When 3-D printers first hit the market, consumers saw a sticker price of about $10,000 or more. But now, as the technology continues to advance and the demand for such products increases, we're not seeing that price fall to a more reasonable price that consumers are willing to pay.
But despite the allure of what 3-D printers could do for the everyday person, it's also raising some important concerns about breaking copyright laws and intellectual property violations as well.
Point in case is the website Thingiverse, run by a company called Makerbot that specializes in 3-D printers and printing designs. Recently, they received a takedown notice from Moulinsart which owns the rights to the cartoon Tintin. On Thingiverse's website was a set of printing designs for Tintin's cartoon moon rocket, a design Moulinsart argued was a serious violation of copyright law.
Although Moulinsart was well within its legal right to request that the designs be taken down-to which Thingiverse complied-it does raise the important questions of how companies are going to react to the new technology and how far are they willing to protect what is theirs?
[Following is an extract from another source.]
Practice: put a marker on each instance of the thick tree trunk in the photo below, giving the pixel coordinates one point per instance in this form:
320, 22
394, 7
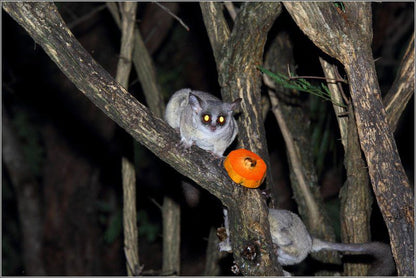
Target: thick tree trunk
248, 210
Most people in the state of Florida are under the impression that it's only considered a violation of copyright law if they copy something then make a profit off of it. But in most cases, the simple act of copying it can constitute as intellectual property theft. Because 3-D printers allow a person to scan any object then replicate it using the printer, without even realizing it everyday people could find themselves in the middle of a business litigation suit.
But how will companies enforce what could become a widespread issue in the future? How will companies and lawmakers distinguish between clear violations and more innocent motives? As the technology speeds ahead, unfortunately our laws do not. And without the law on either side of the issue, it's concerning to think that the years ahead could be filled with more lawsuits than anticipated.